“La única verdad es la realidad”. Esa frase que marcó tanto la vida de los argentinos, pronunciada por uno de los políticos más trascendentales como Juan Domingo Perón, bien sirve para marcar el momento de esta selección argentina mayor que anoche volvió a sufrir una frustración. Se perdió la tercera final seguida en solo dos años. Resultan golpes de nocaut, entiendase, en varios casos será el final de los ciclos de algunos futbolistas con la celeste y blanca en el pecho. Hay un dato que marca ese plus que le falta a la Argentina en finales: en los 120’ ante Alemania por la final del Mundial, en la misma cantidad en la definición de la Copa América pasada contra Chile y también anoche en el impresionante MetLife frente a los trasandinos, el país que tiene los mejores goleadores del planeta no marcó un tanto. 360 minutos y nada de nada en la red contraria. Se perdió una final por el título ante Alemania en el Maracaná y un par contra los chilenos, otrora un rival que si le empataba a la Argentina hacia un carnaval de una semana y ahora se ‘acostumbró’ a arruinarnos la vida.

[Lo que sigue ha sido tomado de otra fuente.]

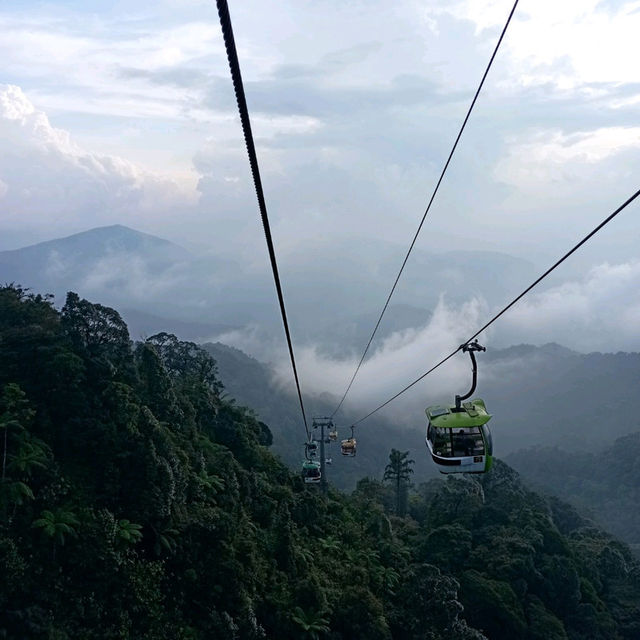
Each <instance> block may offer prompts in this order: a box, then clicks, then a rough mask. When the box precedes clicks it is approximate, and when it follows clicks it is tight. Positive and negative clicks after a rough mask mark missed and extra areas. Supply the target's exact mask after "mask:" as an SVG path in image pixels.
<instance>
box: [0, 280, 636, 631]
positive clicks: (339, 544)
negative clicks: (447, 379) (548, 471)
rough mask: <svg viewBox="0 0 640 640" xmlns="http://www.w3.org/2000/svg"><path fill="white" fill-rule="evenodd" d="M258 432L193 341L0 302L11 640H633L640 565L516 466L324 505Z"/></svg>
mask: <svg viewBox="0 0 640 640" xmlns="http://www.w3.org/2000/svg"><path fill="white" fill-rule="evenodd" d="M259 417H260V416H256V414H255V413H254V412H253V411H252V410H251V409H250V408H245V407H242V406H239V405H238V404H237V403H236V402H235V401H234V400H233V399H232V398H231V397H229V396H228V395H226V393H225V390H224V380H220V378H219V375H218V370H217V367H216V362H215V360H214V359H213V358H212V357H211V355H210V354H209V353H207V352H206V351H205V350H203V349H202V348H201V347H199V346H198V345H196V344H194V343H191V342H184V341H180V340H178V339H177V338H176V337H175V336H173V335H171V334H167V333H159V334H156V335H154V336H151V337H149V338H148V339H146V340H145V341H142V342H133V341H132V340H131V339H130V336H129V332H128V330H127V326H126V324H125V323H124V322H123V320H122V318H121V317H120V315H119V314H118V313H117V312H116V311H115V310H113V309H111V308H108V307H105V306H102V305H100V304H96V303H92V302H89V301H87V300H83V299H81V298H80V297H79V296H78V295H76V294H74V293H69V294H68V295H67V299H66V303H65V305H64V307H63V308H62V309H61V310H57V309H56V308H54V306H53V304H52V301H51V299H50V298H49V297H47V296H43V295H38V294H33V293H31V292H29V291H27V290H24V289H22V288H20V287H19V286H15V285H10V286H4V287H2V288H0V447H1V453H0V455H1V460H2V472H1V477H0V575H2V576H3V580H2V581H0V638H5V639H9V640H18V639H20V640H22V639H25V638H28V639H34V640H39V639H47V640H67V639H69V640H71V639H76V638H82V639H87V640H94V639H95V640H98V639H100V640H104V639H116V638H118V639H132V640H133V639H136V640H140V639H144V640H160V639H167V640H169V639H171V640H196V639H202V640H205V639H207V640H209V639H213V640H218V639H220V640H223V639H224V640H227V639H229V640H232V639H241V640H245V639H246V640H252V639H260V638H265V639H266V638H273V639H274V640H275V639H282V638H290V639H292V640H298V639H300V640H303V639H305V638H308V639H315V640H319V639H321V638H322V639H328V640H355V639H363V640H364V639H367V640H377V639H380V640H386V639H398V640H445V639H446V640H482V639H483V638H489V639H505V640H506V639H519V638H522V639H524V640H561V639H571V640H578V639H580V640H582V639H594V640H595V639H603V640H605V639H606V640H610V639H613V640H617V639H621V640H622V639H629V640H631V639H635V638H638V637H640V564H639V563H638V561H637V559H636V558H635V557H634V555H633V554H632V553H631V551H630V549H629V548H628V547H627V546H626V545H625V544H624V543H622V542H619V541H618V540H616V539H615V538H613V537H612V536H611V535H610V534H608V533H605V532H603V531H602V530H600V529H598V528H597V527H595V526H594V525H593V524H592V523H591V522H590V521H588V520H585V519H584V518H583V517H582V516H581V515H580V514H578V513H577V512H576V510H575V509H574V508H572V507H570V506H569V505H567V504H565V503H563V502H562V501H561V500H560V499H558V498H555V497H546V496H544V495H541V494H538V493H535V492H532V491H531V490H529V489H527V488H526V487H525V485H524V484H523V483H522V482H521V480H520V479H519V476H518V474H517V473H516V472H515V471H514V470H513V469H511V468H510V467H509V466H507V465H506V464H504V463H503V462H500V461H497V462H496V465H495V467H494V469H492V471H491V472H490V473H488V474H486V475H483V476H476V477H460V478H453V477H449V478H447V479H446V480H440V479H437V480H430V481H429V482H427V483H422V484H418V485H417V486H412V485H411V473H410V471H411V460H410V459H409V458H408V457H407V453H406V452H401V451H397V450H392V451H385V455H389V464H388V466H387V471H386V473H385V474H384V475H383V474H381V475H380V477H379V478H374V477H364V478H362V479H361V480H360V481H359V482H358V483H357V487H356V489H355V490H354V491H353V492H352V493H350V494H346V493H343V492H340V491H338V490H336V489H330V491H329V494H328V496H327V497H324V496H322V495H321V494H320V493H319V492H318V491H316V490H315V488H313V487H306V486H305V485H304V484H303V482H302V479H301V477H300V475H299V473H297V472H296V471H295V470H291V469H289V468H288V467H287V466H285V465H284V464H283V463H282V462H281V461H280V460H279V459H278V458H277V457H276V456H275V455H274V454H273V453H272V452H271V451H270V449H269V447H270V445H271V444H272V441H273V435H272V431H271V429H270V427H273V426H274V425H269V426H268V425H266V424H265V423H263V422H261V421H260V419H259ZM273 431H274V433H275V432H277V429H275V428H274V430H273Z"/></svg>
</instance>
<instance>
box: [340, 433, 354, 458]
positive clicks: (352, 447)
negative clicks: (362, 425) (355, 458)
mask: <svg viewBox="0 0 640 640" xmlns="http://www.w3.org/2000/svg"><path fill="white" fill-rule="evenodd" d="M340 453H341V454H342V455H343V456H349V457H350V458H353V456H355V455H356V439H355V438H347V439H346V440H342V441H341V442H340Z"/></svg>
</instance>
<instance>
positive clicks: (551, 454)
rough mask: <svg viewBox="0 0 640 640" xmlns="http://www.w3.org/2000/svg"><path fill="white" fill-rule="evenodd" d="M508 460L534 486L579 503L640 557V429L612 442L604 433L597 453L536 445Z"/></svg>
mask: <svg viewBox="0 0 640 640" xmlns="http://www.w3.org/2000/svg"><path fill="white" fill-rule="evenodd" d="M507 460H508V462H509V464H510V465H512V466H513V467H514V468H515V469H517V470H518V471H519V472H520V474H521V475H522V477H523V478H524V479H525V480H526V481H528V482H530V483H531V484H532V485H533V486H534V487H536V488H537V489H539V490H543V491H546V492H547V493H550V494H551V495H555V496H558V497H559V498H561V499H563V500H566V501H567V502H570V503H571V504H573V505H575V507H577V508H578V509H579V510H580V511H581V512H582V513H585V514H587V515H589V517H591V518H592V519H593V520H594V521H595V522H597V523H598V525H599V526H600V527H602V528H603V529H606V530H607V531H609V532H610V533H612V534H613V535H615V536H617V537H618V538H620V539H621V540H624V541H625V542H627V543H628V544H629V545H630V546H631V547H632V548H633V549H634V550H635V551H636V553H638V554H639V555H640V509H638V505H639V504H640V464H639V463H638V461H639V460H640V431H638V432H636V433H632V434H629V435H627V436H624V437H622V438H617V439H616V440H614V441H613V442H612V441H611V436H610V434H609V433H608V432H606V431H604V432H603V438H602V446H601V448H600V451H598V452H597V453H586V452H579V453H576V452H573V451H568V450H566V449H562V448H559V447H533V448H527V449H522V450H520V451H516V452H514V453H512V454H510V455H509V456H508V457H507Z"/></svg>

La sequía ya suma 23 años, desde aquella Copa América en Ecuador de 1993 cuando Oscar Ruggeri levantó el trofeo. Luego, nada de títulos y si muchas decepciones.
Ver a Lionel Messi querer ‘meterse’ dentro de su camiseta luego de fallar el penal de manera increíble para un futbolista de otra galaxia como él, marcaba la pauta de lo que significó este nuevo impacto. El zurdo que con la camiseta del Barcelona hace casi todo bien, con la de Argentina no puede dar una vuelta olímpica. Y, acaso, lo que es peor: se queda tan cerca que el dolor es infinitamente superior. Por eso su fastidio y la desazón que lo llevó a quedarse sentado en el campo de juego, mirando la nada, mientras los chilenos celebraban.
Como había ocurrido hace un año en el Estadio Nacional quedó claro que con solo tener a Messi la gloria no está asegurada. Hace falta un equipo que lo respalde. Eso se evidenció anoche en Nueva Jersey con la ‘desaparición’ de sus compadres como Ever Banega, Angel Di María y ni que hablar de Gonzalo Higuain, quien en el Nápoli rompió un récord histórico esta temporada pero que en la Argentina no da la talla.
Capítulo aparte para el técnico, Gerardo Martino. Como le hizo Jorge Sampaoli y ayer Juan Antonio Pizzi perdió la batalla táctica por paliza. No fue capaz en ningún caso de contrarrestar la idea adversaria y brindarles a sus jugadores el plan indicado para alcanzar la victoria. ¿Será el momento de un final anticipado? Para una auténtica potencia como la Argentina, es en este tipo de instancias donde se marca la diferencia entre lo bueno y aquello que está un escalón más arriba todavía. No queda otra que esperar un par de años más y ver en el Mundial de Rusia, seguramente el último de Messi, la ansiada revancha. Hoy, con todo el dolor a cuestas, queda demasiado lejos como para ser optimistas.